As he outlined his five “national missions,” which will serve as the cornerstones of Labour’s upcoming election manifesto, Keir Starmer acknowledged that he is already organizing his second term in office.
Sir Kier Starmer, the leader of the Labour Party (Photo: Stefan Rousseau/PA Wire)
After 13 years of the Conservatives in power, the Labour leader said he was “not going to shy away” from saying that it would take time to “fix the fundamentals” of the nation, including the economy and public services.
The G7’s highest sustained growth would be achieved by a new Labour government by the end of its first term, Starmer promised in a major speech on Thursday in Manchester, but he provided few specifics on how he would accomplish this.
“We’ve said that we’ll have a decade of national renewal because the problems need long-term solutions, Starmer added.

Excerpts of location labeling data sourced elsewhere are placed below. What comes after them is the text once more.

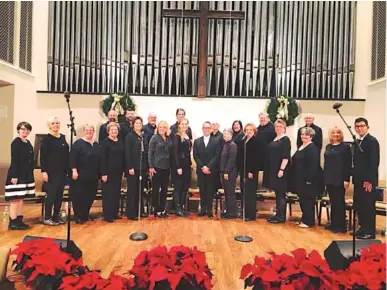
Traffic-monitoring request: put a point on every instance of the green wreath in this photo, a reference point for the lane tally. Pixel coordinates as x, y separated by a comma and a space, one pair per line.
119, 103
283, 107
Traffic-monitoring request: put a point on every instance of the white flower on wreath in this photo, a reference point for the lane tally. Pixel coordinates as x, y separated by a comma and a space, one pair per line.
116, 106
282, 111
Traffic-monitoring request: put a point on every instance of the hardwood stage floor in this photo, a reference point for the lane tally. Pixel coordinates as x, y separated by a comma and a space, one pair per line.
107, 246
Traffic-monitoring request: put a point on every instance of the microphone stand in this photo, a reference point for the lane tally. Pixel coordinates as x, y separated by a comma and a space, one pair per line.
357, 144
72, 134
244, 238
139, 236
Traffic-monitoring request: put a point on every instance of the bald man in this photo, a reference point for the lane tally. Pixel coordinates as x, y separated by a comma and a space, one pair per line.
317, 139
149, 129
112, 117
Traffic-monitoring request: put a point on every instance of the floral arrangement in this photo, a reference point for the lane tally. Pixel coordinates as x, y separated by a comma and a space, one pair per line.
283, 107
309, 271
179, 268
45, 266
119, 103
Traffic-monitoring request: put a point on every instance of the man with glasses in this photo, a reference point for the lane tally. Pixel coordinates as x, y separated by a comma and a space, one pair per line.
365, 179
206, 151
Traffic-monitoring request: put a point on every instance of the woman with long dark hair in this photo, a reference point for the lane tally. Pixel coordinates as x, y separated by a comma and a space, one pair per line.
54, 162
112, 167
84, 163
136, 167
20, 183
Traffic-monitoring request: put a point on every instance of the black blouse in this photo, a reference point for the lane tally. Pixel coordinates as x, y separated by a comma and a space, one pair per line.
112, 157
337, 164
54, 154
85, 158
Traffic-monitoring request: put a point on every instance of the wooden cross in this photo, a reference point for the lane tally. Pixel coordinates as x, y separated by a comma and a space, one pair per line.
204, 14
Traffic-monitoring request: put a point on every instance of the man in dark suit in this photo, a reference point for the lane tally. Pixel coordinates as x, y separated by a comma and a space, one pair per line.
206, 152
112, 117
317, 139
365, 179
180, 115
150, 128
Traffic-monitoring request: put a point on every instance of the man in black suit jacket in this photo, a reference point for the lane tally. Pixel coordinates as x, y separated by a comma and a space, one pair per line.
206, 152
317, 139
112, 117
365, 179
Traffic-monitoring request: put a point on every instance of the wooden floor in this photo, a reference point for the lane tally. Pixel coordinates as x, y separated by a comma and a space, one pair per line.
107, 246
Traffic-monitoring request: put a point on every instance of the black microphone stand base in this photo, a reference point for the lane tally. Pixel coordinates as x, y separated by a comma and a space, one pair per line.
243, 239
139, 236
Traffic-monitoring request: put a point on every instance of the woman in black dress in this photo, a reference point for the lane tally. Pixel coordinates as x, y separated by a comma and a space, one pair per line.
181, 166
238, 133
84, 163
228, 173
248, 168
54, 163
305, 171
159, 158
112, 167
337, 167
276, 169
20, 183
136, 167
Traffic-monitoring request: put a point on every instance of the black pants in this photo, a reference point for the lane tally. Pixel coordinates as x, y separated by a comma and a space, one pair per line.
182, 183
83, 194
337, 199
229, 190
280, 202
307, 195
365, 208
111, 193
249, 197
54, 189
133, 196
159, 189
207, 191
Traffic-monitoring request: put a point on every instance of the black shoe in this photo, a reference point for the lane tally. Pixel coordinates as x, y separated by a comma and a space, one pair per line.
276, 220
108, 219
19, 220
339, 230
365, 236
15, 226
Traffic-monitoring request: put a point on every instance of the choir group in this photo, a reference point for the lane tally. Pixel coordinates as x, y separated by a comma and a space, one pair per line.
162, 155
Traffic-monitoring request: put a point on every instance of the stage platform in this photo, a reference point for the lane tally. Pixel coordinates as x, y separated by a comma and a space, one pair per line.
106, 246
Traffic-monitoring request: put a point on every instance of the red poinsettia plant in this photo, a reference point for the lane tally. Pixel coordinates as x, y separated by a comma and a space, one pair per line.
310, 271
179, 268
43, 263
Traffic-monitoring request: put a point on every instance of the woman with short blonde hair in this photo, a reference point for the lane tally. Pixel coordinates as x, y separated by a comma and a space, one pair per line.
337, 167
54, 160
159, 158
85, 166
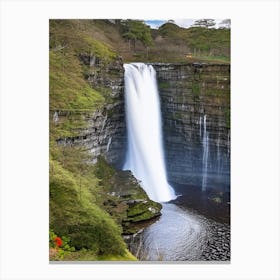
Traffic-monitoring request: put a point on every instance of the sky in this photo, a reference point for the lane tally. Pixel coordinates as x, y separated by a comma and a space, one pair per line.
155, 23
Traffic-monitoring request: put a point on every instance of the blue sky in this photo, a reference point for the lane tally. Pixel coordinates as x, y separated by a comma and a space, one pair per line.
155, 23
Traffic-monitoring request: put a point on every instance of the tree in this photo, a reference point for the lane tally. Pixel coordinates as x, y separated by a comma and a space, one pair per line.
137, 30
225, 24
205, 23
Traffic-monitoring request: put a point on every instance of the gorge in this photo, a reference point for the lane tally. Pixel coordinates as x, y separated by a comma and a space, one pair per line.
90, 135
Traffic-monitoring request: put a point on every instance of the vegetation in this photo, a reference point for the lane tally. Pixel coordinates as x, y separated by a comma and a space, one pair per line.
77, 218
86, 220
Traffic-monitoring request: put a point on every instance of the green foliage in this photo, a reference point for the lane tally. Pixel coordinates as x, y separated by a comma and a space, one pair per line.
68, 89
206, 23
74, 213
137, 30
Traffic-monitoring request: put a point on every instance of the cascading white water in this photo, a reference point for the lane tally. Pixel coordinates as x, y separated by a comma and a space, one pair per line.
205, 154
145, 156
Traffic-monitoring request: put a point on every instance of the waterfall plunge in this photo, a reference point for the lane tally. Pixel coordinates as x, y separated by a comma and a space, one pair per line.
145, 156
205, 142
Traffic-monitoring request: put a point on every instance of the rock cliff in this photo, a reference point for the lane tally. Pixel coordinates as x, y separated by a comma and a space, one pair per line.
195, 101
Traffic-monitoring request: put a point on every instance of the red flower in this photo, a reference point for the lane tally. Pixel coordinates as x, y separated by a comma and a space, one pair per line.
58, 241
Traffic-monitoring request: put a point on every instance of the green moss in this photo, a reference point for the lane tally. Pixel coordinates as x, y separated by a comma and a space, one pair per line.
227, 117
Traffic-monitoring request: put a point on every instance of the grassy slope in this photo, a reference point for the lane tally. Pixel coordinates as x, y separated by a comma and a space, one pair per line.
75, 191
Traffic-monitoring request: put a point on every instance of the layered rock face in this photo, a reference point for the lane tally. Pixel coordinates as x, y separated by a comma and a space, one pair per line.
105, 133
195, 101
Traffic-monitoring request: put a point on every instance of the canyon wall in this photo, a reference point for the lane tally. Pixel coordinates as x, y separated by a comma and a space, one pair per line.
195, 101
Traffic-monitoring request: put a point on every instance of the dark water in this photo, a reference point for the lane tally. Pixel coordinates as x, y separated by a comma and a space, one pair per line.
185, 233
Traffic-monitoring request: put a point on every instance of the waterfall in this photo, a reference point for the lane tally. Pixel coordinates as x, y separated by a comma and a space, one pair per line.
145, 157
205, 154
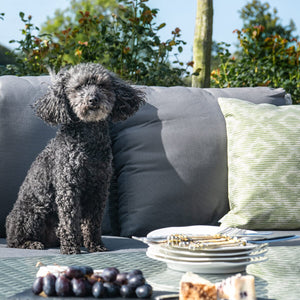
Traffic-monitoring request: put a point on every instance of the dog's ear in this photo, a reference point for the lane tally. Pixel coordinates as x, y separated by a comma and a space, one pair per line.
128, 99
53, 107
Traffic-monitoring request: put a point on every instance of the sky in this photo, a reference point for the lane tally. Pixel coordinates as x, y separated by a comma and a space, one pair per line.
175, 13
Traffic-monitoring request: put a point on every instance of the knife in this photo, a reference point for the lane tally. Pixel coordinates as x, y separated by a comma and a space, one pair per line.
273, 239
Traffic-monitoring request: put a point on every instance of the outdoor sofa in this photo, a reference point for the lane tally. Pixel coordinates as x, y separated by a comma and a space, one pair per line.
172, 165
170, 158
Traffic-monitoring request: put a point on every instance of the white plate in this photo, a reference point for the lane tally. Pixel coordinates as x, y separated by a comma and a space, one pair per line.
180, 252
188, 230
207, 267
198, 230
161, 253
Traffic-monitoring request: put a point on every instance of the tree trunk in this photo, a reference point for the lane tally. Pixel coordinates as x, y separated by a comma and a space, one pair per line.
202, 43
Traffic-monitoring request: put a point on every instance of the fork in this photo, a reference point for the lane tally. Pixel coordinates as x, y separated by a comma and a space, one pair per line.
234, 231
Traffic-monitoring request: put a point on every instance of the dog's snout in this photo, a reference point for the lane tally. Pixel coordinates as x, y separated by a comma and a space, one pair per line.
93, 101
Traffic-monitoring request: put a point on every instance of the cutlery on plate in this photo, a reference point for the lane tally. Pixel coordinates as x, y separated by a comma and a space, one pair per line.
274, 238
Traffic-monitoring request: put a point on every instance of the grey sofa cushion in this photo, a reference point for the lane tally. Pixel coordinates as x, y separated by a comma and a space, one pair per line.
171, 159
22, 137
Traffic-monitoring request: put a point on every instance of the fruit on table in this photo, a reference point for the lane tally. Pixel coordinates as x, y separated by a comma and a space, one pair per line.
81, 281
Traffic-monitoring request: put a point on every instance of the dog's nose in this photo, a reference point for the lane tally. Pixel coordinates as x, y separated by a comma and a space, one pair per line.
93, 101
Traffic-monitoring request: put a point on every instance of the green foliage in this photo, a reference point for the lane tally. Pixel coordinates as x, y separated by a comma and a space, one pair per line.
256, 13
126, 43
263, 61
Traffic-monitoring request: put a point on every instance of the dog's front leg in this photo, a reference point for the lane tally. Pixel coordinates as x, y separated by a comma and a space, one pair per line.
69, 214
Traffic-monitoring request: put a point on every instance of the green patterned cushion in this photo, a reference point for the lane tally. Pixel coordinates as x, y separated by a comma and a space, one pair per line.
263, 165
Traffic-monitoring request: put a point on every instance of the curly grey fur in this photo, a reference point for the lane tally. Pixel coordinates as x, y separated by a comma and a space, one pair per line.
62, 198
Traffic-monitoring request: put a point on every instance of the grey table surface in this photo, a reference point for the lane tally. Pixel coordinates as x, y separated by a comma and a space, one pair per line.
276, 278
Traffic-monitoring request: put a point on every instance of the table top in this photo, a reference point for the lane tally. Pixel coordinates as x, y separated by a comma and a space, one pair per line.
277, 278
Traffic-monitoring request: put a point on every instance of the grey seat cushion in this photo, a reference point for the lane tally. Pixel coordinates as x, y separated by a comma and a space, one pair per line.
171, 158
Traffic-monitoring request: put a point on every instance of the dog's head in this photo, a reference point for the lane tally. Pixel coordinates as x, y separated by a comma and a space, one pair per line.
87, 93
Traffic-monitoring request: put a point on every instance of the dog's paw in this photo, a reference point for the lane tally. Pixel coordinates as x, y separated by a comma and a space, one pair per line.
33, 245
98, 248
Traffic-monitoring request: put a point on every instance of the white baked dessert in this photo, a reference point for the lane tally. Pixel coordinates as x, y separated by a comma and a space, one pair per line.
238, 287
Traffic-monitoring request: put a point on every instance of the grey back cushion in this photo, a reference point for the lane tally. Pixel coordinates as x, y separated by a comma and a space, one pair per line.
170, 157
171, 160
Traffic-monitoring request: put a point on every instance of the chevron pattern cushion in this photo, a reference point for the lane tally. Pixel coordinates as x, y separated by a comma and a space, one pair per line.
263, 165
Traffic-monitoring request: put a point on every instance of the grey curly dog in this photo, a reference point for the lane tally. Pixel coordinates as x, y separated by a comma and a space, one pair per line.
62, 198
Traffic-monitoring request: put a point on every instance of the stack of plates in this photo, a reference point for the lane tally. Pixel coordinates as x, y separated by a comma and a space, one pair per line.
213, 261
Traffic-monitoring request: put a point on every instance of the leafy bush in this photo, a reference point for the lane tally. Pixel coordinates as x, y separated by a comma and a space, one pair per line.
263, 61
126, 43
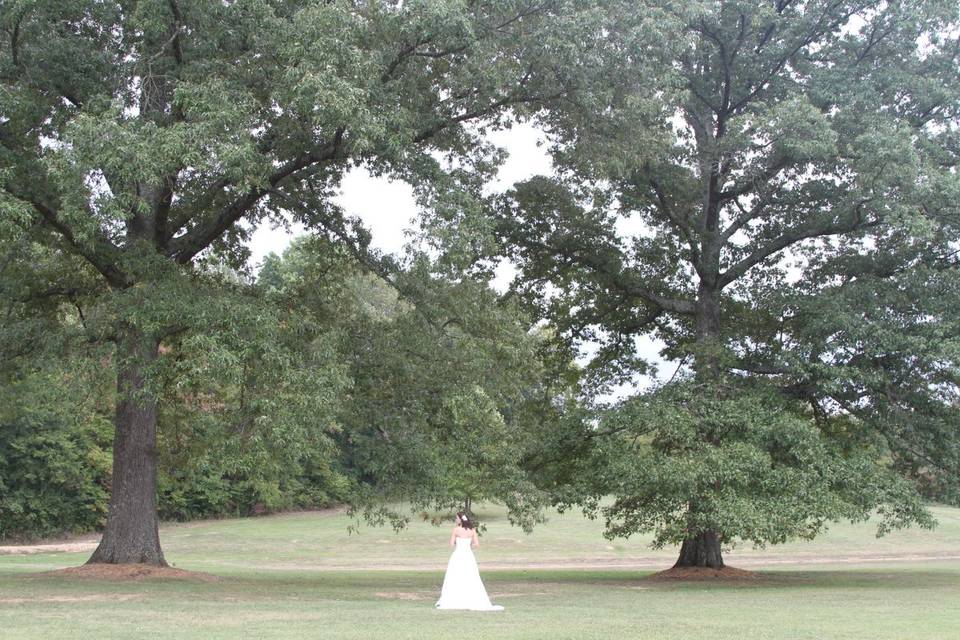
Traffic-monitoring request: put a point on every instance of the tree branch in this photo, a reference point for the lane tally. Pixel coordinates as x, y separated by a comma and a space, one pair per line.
793, 236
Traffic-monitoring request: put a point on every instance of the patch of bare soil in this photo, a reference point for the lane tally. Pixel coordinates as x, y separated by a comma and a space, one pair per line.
123, 572
401, 595
706, 573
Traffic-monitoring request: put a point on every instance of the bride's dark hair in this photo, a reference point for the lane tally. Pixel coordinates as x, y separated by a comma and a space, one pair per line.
465, 521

He also acknowledged that problems of 13 years cant be fixed right away because fundamental changes take time. As he outlined his goal to spur growth—which he called “the oxygen for our ambitions”—across the nation and achieve it by creating secure, well-paying jobs, the Labour leader urged people to “judge us on our plan.”
However, Starmer urged people not to “fixate laser-like” on Brexit, despite the fact that it has reduced economic growth by billions of pounds since 2016.
According to Starmer Brexit cannot be the sole cause of our economy’s slow growth. Since around 2010, our economy has struggled to grow. After the speech, he told the Guardian, “We would be making a big mistake if we get fixated on Brexit as the only issue when it comes to growth”.
“I’m not trying to hide the fact that the agreement we have with the EU needs to be improved. The Brexit agreement needs to be improved, in my opinion. It’s clearly not functioning very well. It wasn’t even partially baked in the oven. We need to improve our overall trading relations more so than just the protocol in Northern Ireland” he added while addressing concerns raised by opponents.
Starmer stated that he would take a “single-minded” approach in his speech.
Countries “are preparing for an enormous race for the opportunities of tomorrow all over the world,” he said. “Britain must start running now, not back in the locker room tying laces”.
He asserted that the country needed a “serious plan” to provide more stability after years of the Tories “blowing with the wind” rather than addressing root causes. ” One crisis after another lurch toward us. Always reacting, always being late. He asserted that a bandage is never a cure.
“There is a massive role for the private sector in mission-driven government, but if the aspiration is merely to replace the public sector while extracting a rent to privatize the profits while socializing the risk, that takes us nowhere,” he continued.
The economy, the NHS, crime, the climate crisis, and education are among the five overarching topics covered by Starmer’s “missions.” Instead of consumer pledges, they will be long-term goals that are “measurable” so that voters can compare performance.
Although Starmer and his shadow cabinet ministers will be working with experts to flesh out their plans in the coming months, there was little information about the timeline for when his “missions” would be delivered in the speech.
It will then elaborate on how a Labour administration would turn Britain into a world leader in clean energy, create an NHS that is “fit for the future,” and remove obstacles to opportunity for all children by reshaping the systems and giving them better prepared for the workforce.
Earlier, Starmer had defended breaking important promises he had made when running for Labour leader in 2020, claiming that rather than being abandoned, his 10 promises had been modified in light of unprecedented global events.
Despite criticism from the left, he insisted they were still “important statements of value and principle,” but he wouldn’t say whether he still supported some of them, such as the public ownership of utilities and rail services and the elimination of university tuition fees.